Protagonisti che non hanno a che vedere con lo stereotipo del montanaro che ci hanno sempre raccontato: chi decide di restare, di tornare, o di scegliere le montagne come scenario dal quale ripartire, sono spesso ragazze e ragazzi che, grazie alla formazione e alle competenze maturate altrove, scelgono in maniera consapevole di perseguire valori e obiettivi personali, tanto quanto universali, eleggendo le montagne come destinazione.

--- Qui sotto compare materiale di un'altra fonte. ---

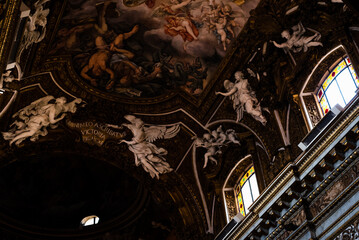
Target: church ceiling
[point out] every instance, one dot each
(148, 48)
(145, 86)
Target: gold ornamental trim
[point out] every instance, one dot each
(7, 31)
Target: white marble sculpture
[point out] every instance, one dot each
(214, 141)
(243, 98)
(33, 120)
(296, 41)
(146, 153)
(35, 28)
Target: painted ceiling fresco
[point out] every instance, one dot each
(145, 48)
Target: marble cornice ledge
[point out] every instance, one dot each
(293, 179)
(331, 136)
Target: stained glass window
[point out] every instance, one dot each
(246, 191)
(90, 220)
(340, 86)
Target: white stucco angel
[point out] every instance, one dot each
(243, 98)
(32, 121)
(214, 141)
(35, 28)
(146, 153)
(296, 41)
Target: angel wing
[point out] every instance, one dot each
(34, 106)
(159, 132)
(40, 2)
(159, 11)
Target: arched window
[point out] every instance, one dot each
(90, 220)
(246, 191)
(240, 189)
(339, 87)
(332, 81)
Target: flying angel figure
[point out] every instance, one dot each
(35, 28)
(34, 119)
(146, 153)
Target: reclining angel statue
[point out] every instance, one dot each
(297, 41)
(243, 98)
(33, 120)
(214, 141)
(146, 153)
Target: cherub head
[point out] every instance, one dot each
(285, 34)
(61, 100)
(227, 9)
(207, 136)
(238, 75)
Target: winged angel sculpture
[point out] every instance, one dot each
(146, 153)
(35, 28)
(33, 120)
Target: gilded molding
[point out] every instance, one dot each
(7, 31)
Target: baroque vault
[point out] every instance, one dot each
(143, 113)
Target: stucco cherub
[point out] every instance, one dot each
(33, 120)
(146, 153)
(243, 98)
(296, 41)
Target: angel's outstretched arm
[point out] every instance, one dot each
(231, 92)
(182, 4)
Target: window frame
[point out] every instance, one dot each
(307, 97)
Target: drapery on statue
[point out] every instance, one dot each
(146, 153)
(243, 98)
(33, 120)
(35, 28)
(296, 41)
(214, 141)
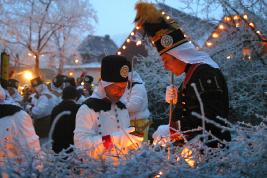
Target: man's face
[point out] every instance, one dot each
(11, 91)
(115, 91)
(172, 64)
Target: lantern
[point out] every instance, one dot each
(246, 53)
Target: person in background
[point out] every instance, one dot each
(12, 88)
(87, 85)
(17, 134)
(202, 74)
(137, 104)
(64, 126)
(57, 85)
(102, 122)
(41, 107)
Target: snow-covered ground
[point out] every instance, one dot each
(244, 156)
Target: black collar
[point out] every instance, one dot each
(187, 67)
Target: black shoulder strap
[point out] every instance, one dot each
(98, 104)
(8, 110)
(133, 84)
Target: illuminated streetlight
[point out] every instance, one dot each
(221, 27)
(209, 44)
(245, 17)
(70, 73)
(28, 75)
(215, 35)
(139, 42)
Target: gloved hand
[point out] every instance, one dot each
(107, 142)
(171, 94)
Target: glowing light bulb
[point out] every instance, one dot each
(139, 42)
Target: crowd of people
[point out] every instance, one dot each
(75, 114)
(114, 117)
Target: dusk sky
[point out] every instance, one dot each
(115, 17)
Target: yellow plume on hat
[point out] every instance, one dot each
(146, 12)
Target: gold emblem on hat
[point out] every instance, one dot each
(166, 41)
(124, 71)
(34, 83)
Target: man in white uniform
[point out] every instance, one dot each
(102, 123)
(43, 106)
(137, 104)
(17, 135)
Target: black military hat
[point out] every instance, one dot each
(13, 83)
(163, 32)
(59, 79)
(36, 81)
(71, 81)
(115, 68)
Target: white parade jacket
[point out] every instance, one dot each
(44, 105)
(137, 102)
(98, 118)
(17, 135)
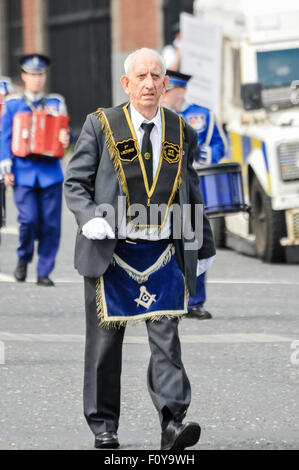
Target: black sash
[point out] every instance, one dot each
(124, 151)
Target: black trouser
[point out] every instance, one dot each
(167, 381)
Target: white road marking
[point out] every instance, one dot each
(190, 339)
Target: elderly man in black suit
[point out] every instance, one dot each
(137, 155)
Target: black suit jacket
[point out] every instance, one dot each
(92, 181)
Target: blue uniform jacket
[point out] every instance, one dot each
(211, 138)
(29, 172)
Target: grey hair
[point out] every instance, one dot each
(131, 57)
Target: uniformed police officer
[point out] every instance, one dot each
(212, 146)
(5, 89)
(36, 181)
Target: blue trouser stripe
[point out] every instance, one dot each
(39, 216)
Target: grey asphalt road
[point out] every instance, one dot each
(243, 364)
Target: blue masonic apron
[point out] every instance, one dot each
(143, 281)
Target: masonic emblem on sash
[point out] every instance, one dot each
(145, 298)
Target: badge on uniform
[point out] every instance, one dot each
(127, 150)
(197, 121)
(171, 152)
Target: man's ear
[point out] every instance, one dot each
(124, 80)
(165, 83)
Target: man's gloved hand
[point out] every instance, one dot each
(97, 229)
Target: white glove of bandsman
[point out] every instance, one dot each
(97, 229)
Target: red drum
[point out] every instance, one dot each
(39, 133)
(20, 143)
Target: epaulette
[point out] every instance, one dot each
(13, 96)
(56, 96)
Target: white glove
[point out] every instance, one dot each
(97, 229)
(203, 265)
(5, 166)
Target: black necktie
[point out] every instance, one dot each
(147, 151)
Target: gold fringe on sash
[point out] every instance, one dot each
(113, 152)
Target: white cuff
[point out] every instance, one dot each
(97, 229)
(203, 265)
(5, 166)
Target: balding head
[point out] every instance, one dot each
(145, 80)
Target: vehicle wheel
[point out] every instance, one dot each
(218, 229)
(268, 225)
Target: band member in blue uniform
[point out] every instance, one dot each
(212, 147)
(36, 180)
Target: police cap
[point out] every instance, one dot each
(34, 63)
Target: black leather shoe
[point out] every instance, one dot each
(199, 312)
(106, 440)
(21, 272)
(178, 436)
(45, 281)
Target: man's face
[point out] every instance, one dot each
(146, 82)
(34, 82)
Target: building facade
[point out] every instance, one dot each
(87, 41)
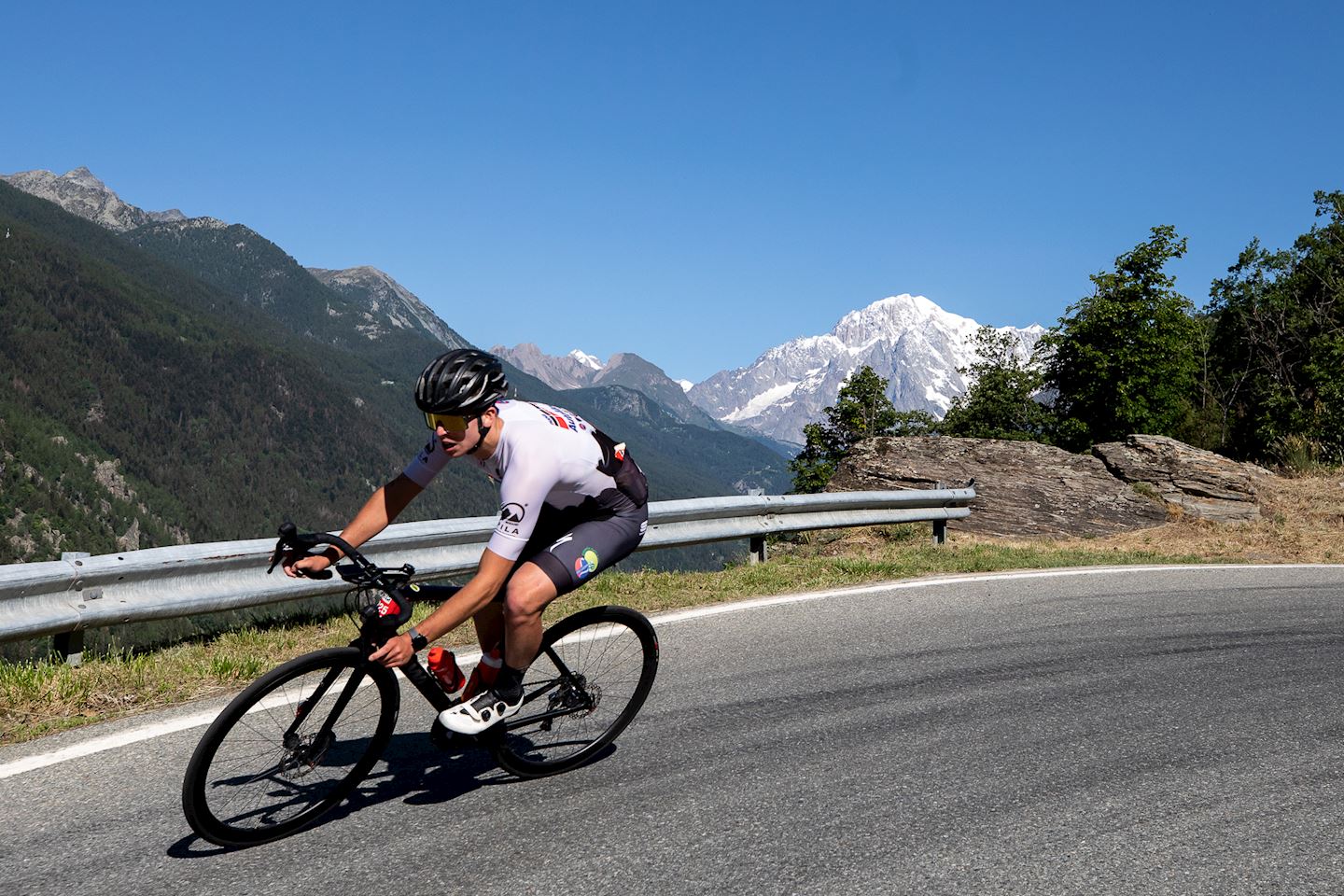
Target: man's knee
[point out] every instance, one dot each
(528, 592)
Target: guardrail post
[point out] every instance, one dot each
(69, 645)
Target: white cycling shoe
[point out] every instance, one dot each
(479, 713)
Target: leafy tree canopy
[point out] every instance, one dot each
(1001, 403)
(1276, 359)
(1126, 359)
(861, 410)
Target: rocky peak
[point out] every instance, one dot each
(385, 303)
(82, 193)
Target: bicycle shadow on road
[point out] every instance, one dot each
(413, 770)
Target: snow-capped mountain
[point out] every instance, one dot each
(568, 371)
(907, 339)
(82, 193)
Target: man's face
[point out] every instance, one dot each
(460, 442)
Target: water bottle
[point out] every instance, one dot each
(442, 664)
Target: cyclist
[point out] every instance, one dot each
(571, 503)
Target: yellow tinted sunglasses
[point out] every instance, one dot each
(448, 421)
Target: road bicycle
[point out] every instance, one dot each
(296, 742)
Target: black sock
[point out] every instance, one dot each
(509, 684)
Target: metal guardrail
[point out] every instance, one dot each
(81, 593)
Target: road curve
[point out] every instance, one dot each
(1120, 731)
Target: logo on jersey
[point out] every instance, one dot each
(511, 517)
(586, 563)
(559, 416)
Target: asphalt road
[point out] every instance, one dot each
(1106, 733)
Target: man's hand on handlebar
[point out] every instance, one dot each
(307, 567)
(396, 651)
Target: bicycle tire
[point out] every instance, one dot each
(245, 786)
(614, 651)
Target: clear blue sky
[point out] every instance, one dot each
(698, 182)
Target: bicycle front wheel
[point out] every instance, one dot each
(289, 747)
(590, 679)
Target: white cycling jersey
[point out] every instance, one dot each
(546, 455)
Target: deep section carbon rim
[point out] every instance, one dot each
(595, 670)
(257, 777)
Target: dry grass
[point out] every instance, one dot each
(1303, 523)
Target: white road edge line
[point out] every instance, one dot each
(202, 719)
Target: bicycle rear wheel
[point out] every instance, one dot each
(589, 681)
(289, 747)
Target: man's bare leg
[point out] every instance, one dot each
(528, 593)
(489, 624)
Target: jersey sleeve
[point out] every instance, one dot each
(531, 476)
(427, 465)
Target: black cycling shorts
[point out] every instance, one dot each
(573, 544)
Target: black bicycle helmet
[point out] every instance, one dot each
(463, 382)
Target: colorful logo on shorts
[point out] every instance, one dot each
(586, 563)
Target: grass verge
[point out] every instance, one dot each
(1303, 523)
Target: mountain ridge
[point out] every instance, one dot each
(906, 339)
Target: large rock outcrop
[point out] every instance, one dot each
(1023, 488)
(1199, 483)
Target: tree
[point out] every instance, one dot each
(1124, 359)
(1001, 403)
(1276, 357)
(861, 410)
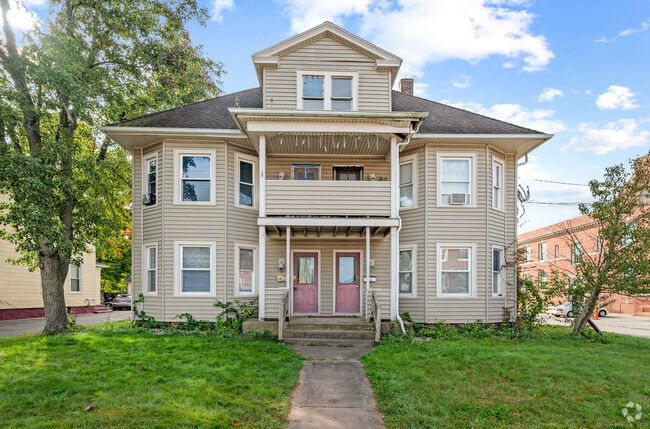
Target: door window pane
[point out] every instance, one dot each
(305, 269)
(347, 269)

Al loro fianco, meno giovani, anch’essi accomunati da una nuova sensibilità ecologica, da un desiderio di ritorno a un fare meno sofisticato e accelerato, aperti all’accoglienza e all’integrazione del diverso. (Nota 4)
Testimonianze che la montagna appare essere “viva, e si mantiene tale in ogni aspetto, se viva e vitale è la sua comunità; viceversa, stante la propria realtà difficile, non potrà sfuggire ai fenomeni di svigorimento socioeconomico e culturale che hanno colpito, e a volte devitalizzato, numerosi territori montani. Questa evidenza comporta che, riguardo qualsiasi intervento venga messo in atto sui monti e di qualunque genere − politico amministrativo, economico, infrastrutturale, eccetera −, uno dei suoi punti fermi deve e dovrà sempre essere la comunità nel suo insieme, soggetto principale dei benefici derivanti dall’azione compiuta” . (Nota 5)
La montagna può dunque rappresentare un contenitore adatto per sperimentare quei modelli altri dal capitalismo ai quali il contesto urbano e turbo-capitalista sembra impossibilitato a scardinare. In questo senso, possono costituire un avamposto da cui immaginare una mobilitazione per rifondare la comunità del futuro, insieme e oltre gli stereotipi.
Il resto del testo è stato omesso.